We picked up a few addicts the past 2 years. Leigh Ann Jones, Landon Burris and Alana Hammonds all write reviews and individual articles for our site. Like us, they get paid nothing. Like us, they work full time and do this for the love of the game. Jones watched a 100 films in 100 days. Alana watched Blackfish on Netflix and decided to write a review because that’s what serious movie lovers do. We see something that moves us and the only way to move on is to write about it. Landon has reviewed all kinds of films for the site. A dialogue less visual pleasure to a Japanese animation film to a film about sex maniacs. We bleed for the site because we believe people need this information.

Next weekend, Wizard World comes to St. Louis. It’s the Comic Con of the Midwest. While it’s not as crazy popular as the one held in San Diego every year, they do our city proud and host a great show. The horror buffs dress up like Chucky, Jason, Michael and Freddy. The comic book faithful come out in full gear. Over 100,000 people show up downtown looking for a taste of the action. Last year, The true HULK Lou Ferrigno showed up. This year, Nathan Fillion, Firefly alum and Castle star, will be in attendance along with other stars. The reason I am telling you this is Film-Addict has a booth/table at the event. We will be handing out posters, shirts and other cool memorabilia to the people who stop by and fire up conversation. On one of the days, we will direct our attention to The Amazing Spider Man 2 that comes out this summer.
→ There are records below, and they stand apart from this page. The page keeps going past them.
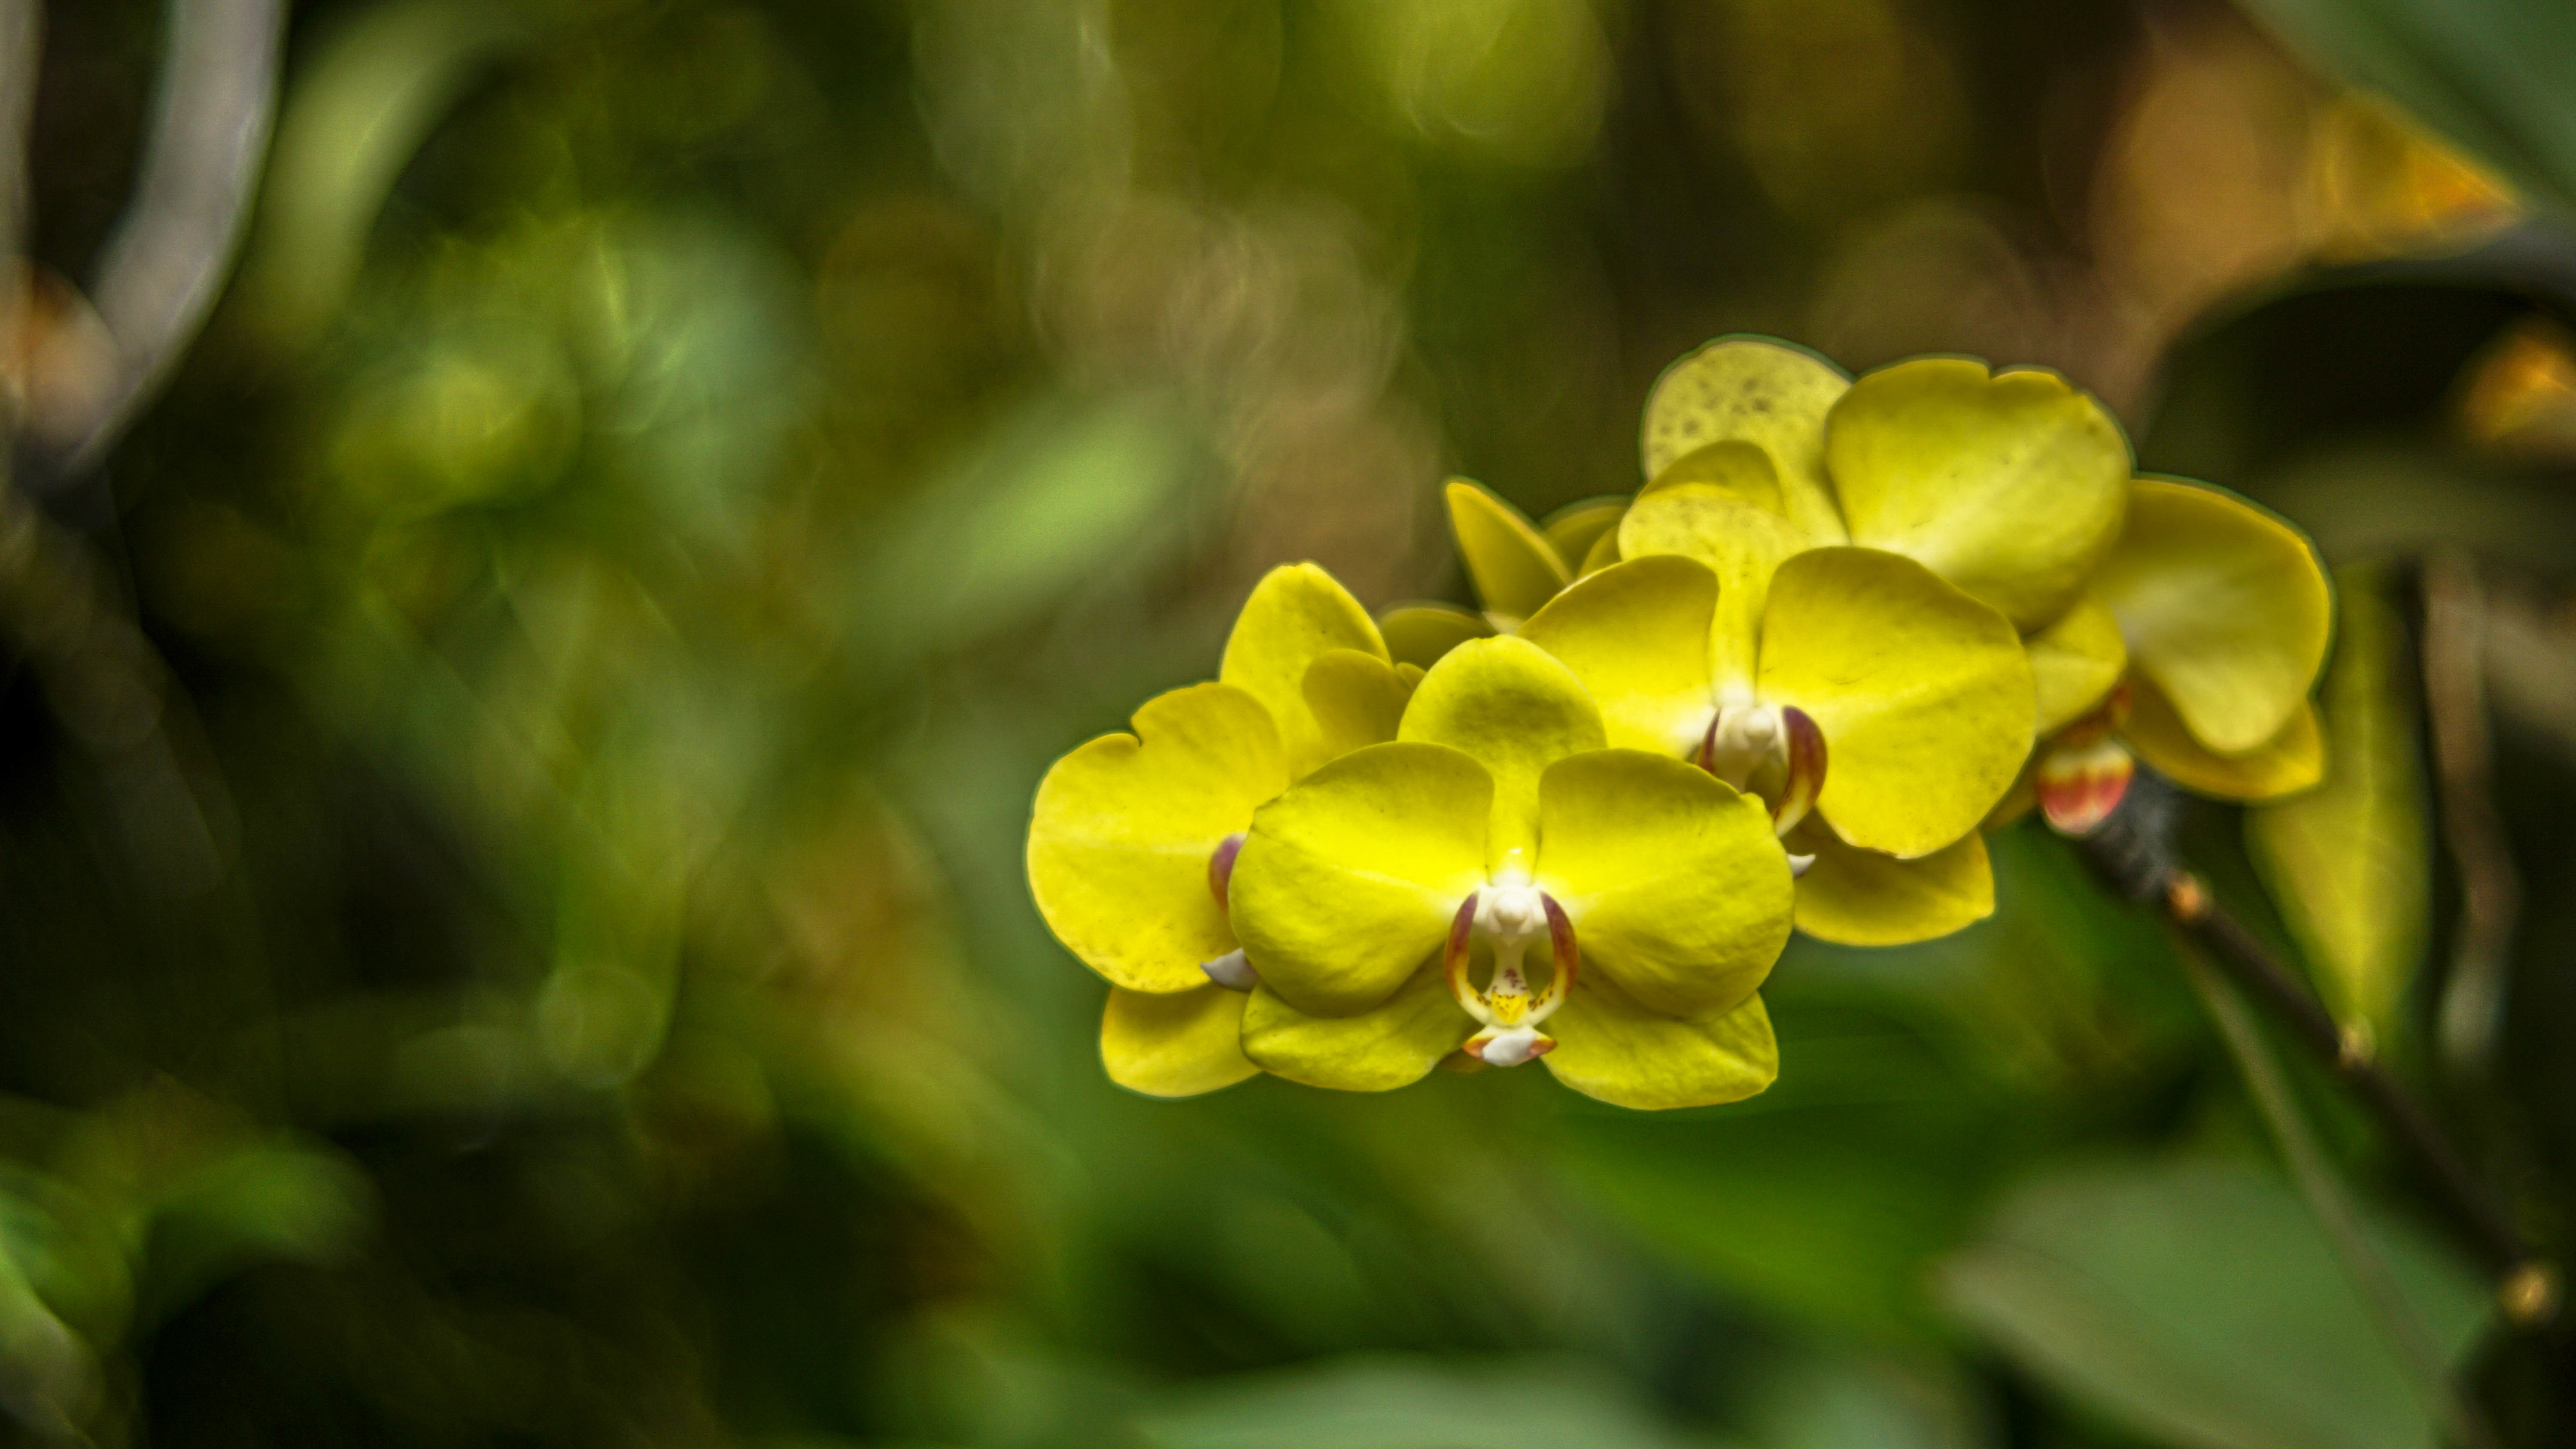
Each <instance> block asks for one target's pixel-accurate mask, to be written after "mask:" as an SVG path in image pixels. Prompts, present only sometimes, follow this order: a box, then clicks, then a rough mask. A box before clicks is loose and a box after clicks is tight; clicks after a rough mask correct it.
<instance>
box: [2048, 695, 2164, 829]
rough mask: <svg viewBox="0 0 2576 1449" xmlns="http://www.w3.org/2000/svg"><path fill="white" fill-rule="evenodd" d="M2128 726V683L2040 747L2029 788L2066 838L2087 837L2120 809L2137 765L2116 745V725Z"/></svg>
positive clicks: (2134, 759)
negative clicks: (2131, 777) (2114, 813)
mask: <svg viewBox="0 0 2576 1449" xmlns="http://www.w3.org/2000/svg"><path fill="white" fill-rule="evenodd" d="M2123 723H2128V679H2123V682H2120V685H2115V687H2112V692H2110V695H2107V697H2105V700H2102V705H2099V708H2094V710H2092V713H2089V715H2084V718H2079V721H2074V723H2071V726H2066V728H2061V731H2058V734H2056V739H2050V741H2048V744H2045V746H2043V749H2040V764H2038V770H2035V772H2032V790H2035V793H2038V798H2040V813H2043V816H2048V826H2050V829H2056V831H2058V834H2069V836H2089V834H2094V831H2097V829H2102V821H2107V818H2110V813H2112V811H2117V808H2120V800H2123V798H2125V795H2128V782H2130V777H2136V772H2138V762H2136V759H2133V757H2130V752H2128V746H2125V744H2120V726H2123Z"/></svg>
Since we are a proud mom and pop shop variety website, we need help raising money to put on the best possible show at this event. We are looking for donations from anyone looking to put their money into something meaningful. Something with a pulse. We throw away money every day. Coffee in a cup, gas in our cars, a bag of chips or a bad Subway sandwich. I don’t ask you to donate any more than you think our website deserves. If it’s a couple dollars, it helps.

While we do offer actor and cinema spotlights, I’d like to think Film-Addict offers you honesty. A blunt take on film delivered by a group of people who provide you with something authentic and fun. We didn’t have to start a website. We are probably 10-12 years late and while we are joined at the hip by a hundred thousand other sites dedicated to film, we like to think we do something special with ours.
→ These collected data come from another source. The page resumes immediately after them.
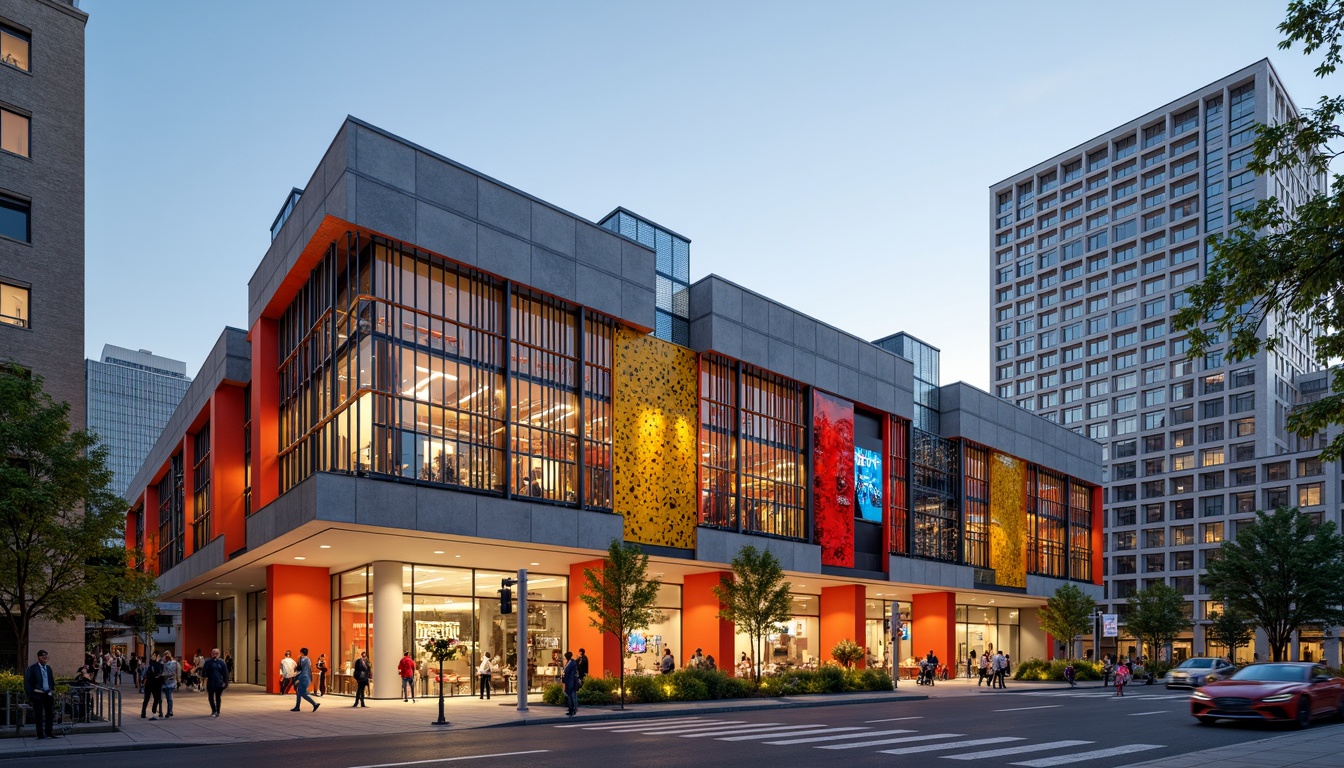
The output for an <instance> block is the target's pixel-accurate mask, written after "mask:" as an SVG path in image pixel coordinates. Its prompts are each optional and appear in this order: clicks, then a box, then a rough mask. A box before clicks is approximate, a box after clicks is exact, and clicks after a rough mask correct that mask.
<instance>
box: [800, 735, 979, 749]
mask: <svg viewBox="0 0 1344 768" xmlns="http://www.w3.org/2000/svg"><path fill="white" fill-rule="evenodd" d="M860 736H863V734H860ZM958 736H965V733H926V734H925V736H906V737H902V738H882V740H878V741H860V742H859V744H825V745H823V746H814V748H813V749H857V748H860V746H883V745H887V744H906V742H909V741H930V740H933V738H957V737H958Z"/></svg>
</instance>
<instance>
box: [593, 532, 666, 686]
mask: <svg viewBox="0 0 1344 768" xmlns="http://www.w3.org/2000/svg"><path fill="white" fill-rule="evenodd" d="M648 573H649V555H646V554H644V551H641V550H640V547H638V545H633V543H621V542H620V541H618V539H612V545H610V546H607V549H606V560H605V561H603V562H602V568H598V569H593V568H585V569H583V593H582V594H579V599H581V600H583V604H585V605H587V609H589V624H590V625H591V627H594V628H597V629H598V631H599V632H605V633H607V635H612V636H613V638H616V642H617V643H620V646H621V673H620V678H621V709H625V659H626V656H629V655H630V632H634V631H638V629H648V628H649V624H652V623H655V621H661V620H663V613H660V612H659V611H657V609H656V608H655V605H656V604H657V601H659V582H657V581H653V580H650V578H649V576H648Z"/></svg>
If you wish to know more about this particular mission and enterprise, head over to our page at Go Fund Me. Eric has all you need to know about why you are donating and how you can do it. You can see others who have donated and get an idea of what we are going after. See for yourself before you hand over your own dollars.

http://www.gofundme.com/7b2o7c

Thanks for giving us the time of day. In this modern world of 24/7 rush hour, that is something no one should take for granted.